Schwarze Fahnen wehen über dem Dinslakener Oldieladen Hinz und Kunz und prangern eine absurde Folge der Coronaschutzverordnung an. Weil Clubs, Diskotheken und „vergleichbare Einrichtungen“ nach der Coronaschutzverordnung in der vergangenen Woche schließen mussten, sind in Dinslaken das Hinz und Kunz und die Kuka dicht. Beide Lokalitäten haben eine Kapazität von 600 Gästen und in beiden gilt 2Gplus. In Voerde hingegen soll im Reyna Palace am Samstag eine 80er-/90er-Party stattfinden: mit 600 Gästen und 2Gplus. Die Stadt hat eine vorläufige Genehmigung erteilt. Das sei Wettbewerbsverzerrung – finden die Inhaber von Hinz und Kunz und Kuka.

„Nach Rücksprache mit dem Ordnungsamt wird die 80er-/90er-Party wie geplant stattfinden“ postet der Veranstalter unter dem Namen „Revival Paradise Planet“ auf Facebook. Das sei nach der Coronaschutzverordnung möglich, so die Stadt Voerde, die sich ihre Einschätzung von der Bezirksregierung hat bestätigen lassen. Denn nach der Verordnung müssen Clubs, Diskotheken und vergleichbare Betriebe schließen – Tanzveranstaltungen in Innenräumen sind aber genehmigungsfähig. Bedingung ist laut Stadt Voerde ein „durch die untere Gesundheitsbehörde genehmigtes, einrichtungsbezogenes Hygienekonzept“.

„Besonders hohes Infektionsrisiko“

„Zur Eindämmung der Pandemie“ habe das Land die Schließung von Clubs, Diskotheken angeordnet, erklärt die Landesregierung, denn dort herrsche ein „besonders hohes Infektionsrisiko“. Ob das Infektionsrisiko unter 600 immunisierten und getesteten Besuchern eines Clubs aber höher ist als unter 600 immunisierten und getesteten Besuchern einer Veranstaltungshalle? Denn genau das ist das Kriterium, weswegen im Reyna Palace in Voerde erlaubt wird, was in der Kuka und im Hinz und Kunz verboten ist.

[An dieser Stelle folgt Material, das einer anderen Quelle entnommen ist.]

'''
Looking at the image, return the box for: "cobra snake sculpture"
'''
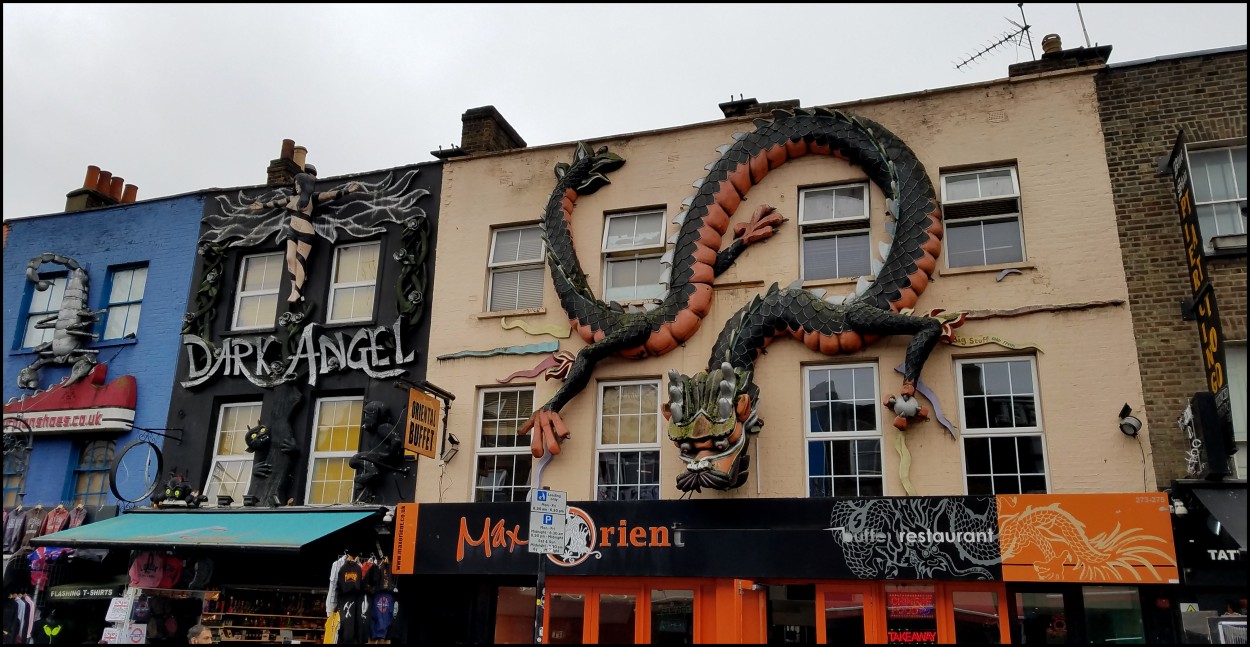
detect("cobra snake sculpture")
[521,109,950,491]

Der Coronatest-Bus steht vor der Tür des Hinz und Kunz, der Eintritt war nur mit 2Gplus möglich.
Der Coronatest-Bus steht vor der Tür des Hinz und Kunz, der Eintritt war nur mit 2Gplus möglich. © FUNKE Foto Services | Lars Fröhlich

Die beiden Dinslakener Lokale gelten aufgrund ihrer Größe als discoähnlich – auch wenn die Kuka laut Inhaber Thomas Grosse sogar eine offizielle Zulassung als „Gaststätte mit gelegentlichen Konzerten“ hat. Das Reyna Palace in Voerde hingegen „gilt nicht als Club beziehungsweise Diskothek im Sinne von Paragraf 5 der Coronaschutzverordnung, da es sich um einen Veranstaltungsraum handelt, in dem private Mieter verschiedene Veranstaltungen durchführen können,“ so die Erläuterung der Stadt Voerde.

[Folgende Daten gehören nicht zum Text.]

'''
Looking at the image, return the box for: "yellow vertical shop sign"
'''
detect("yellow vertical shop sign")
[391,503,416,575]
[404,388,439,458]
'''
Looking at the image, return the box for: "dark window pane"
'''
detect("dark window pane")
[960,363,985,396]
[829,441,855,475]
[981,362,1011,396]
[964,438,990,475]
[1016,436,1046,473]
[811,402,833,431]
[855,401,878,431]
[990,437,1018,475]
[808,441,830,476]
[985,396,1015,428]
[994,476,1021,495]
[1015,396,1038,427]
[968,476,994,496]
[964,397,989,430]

Vielleicht sollte er eine „Mietlocation“ aus der Kuka machen, schlägt Thomas Grosse vor – Galgenhumor: Er musste wegen der kurzfristig angeordneten Schließung am vergangenen Wochenende alle geöffneten Flaschen wegschütten – hunderte Euro, die in den Abfluss fließen. Auch Martin Mettlach musste sein Hinz und Kunz nach nur zwei Monaten wieder schließen und hat die Getränke an die Belegschaft verteilt. Dabei galt in beiden Clubs 2Gplus mit eigens organisierter Teststation vor der Tür – wie bei der Party im Reyna Palace in Voerde.

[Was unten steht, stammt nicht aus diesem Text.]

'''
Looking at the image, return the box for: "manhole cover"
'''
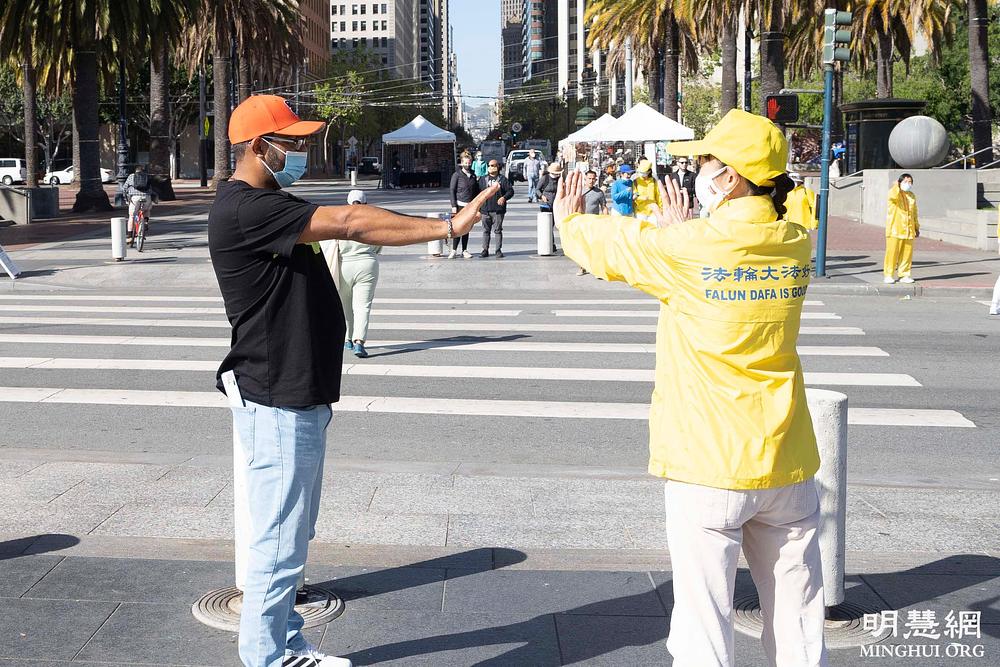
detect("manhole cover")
[191,586,344,632]
[733,594,889,649]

Statt Club in die Kneipe – mit 2G

Am vergangenen Freitag ist dann das Partyvolk, das im Hinz und Kunz Tische reserviert hatte, unverrichteter Dinge und ungetestet in die Innenstadt gezogen und hat dort in der Kneipe gefeiert – in der laut Verordnung nur 2G statt 2Gplus gilt, erzählt Martin Mettlach. „Dabei wäre hier der sicherere Ort gewesen“, sagt er und weist auf leere Stühle und den verwaisten Kontrollpunkt an der Tür. Das festangestellte Personal muss nun in Kurzarbeit, die Aushilfen müssen ohne ihren Zuverdienst auskommen. Hilfen vom Bund seien nicht in Sicht, so Mettlach – aber die Kosten laufen weiter: Die Banken pochen auf Raten für die Immobilie, das Finanzamt auf im Lockdown gestundete Steuern und die Kühlgeräte im Club können Martin Mettlach und seine Frau Heike Sucht-Mettlach auch nicht ohne weiteres abstellen: Am ersten Abend nach dem dem 17-monatigen Lockdown waren mehrere Theken defekt – eine Folge der langen Auszeit. Auch auf diesen Kosten von monatlich etwa 1600 Euro bleiben die Betreiber des Oldieladens sitzen.

Während in Voerde gefeiert wird, sorgen sich die Dinslakener Clubbetreiber um ihre Zukunft – die Coronaschutzverordnung gilt bis 21. Dezember, niemand weiß, was danach kommt: Öffnung? Ein weiterer Lockdown? „Das Schlimmste sind die Ungewissheit und die Machtlosigkeit“, sagt Heike Sucht-Mettlach frustriert.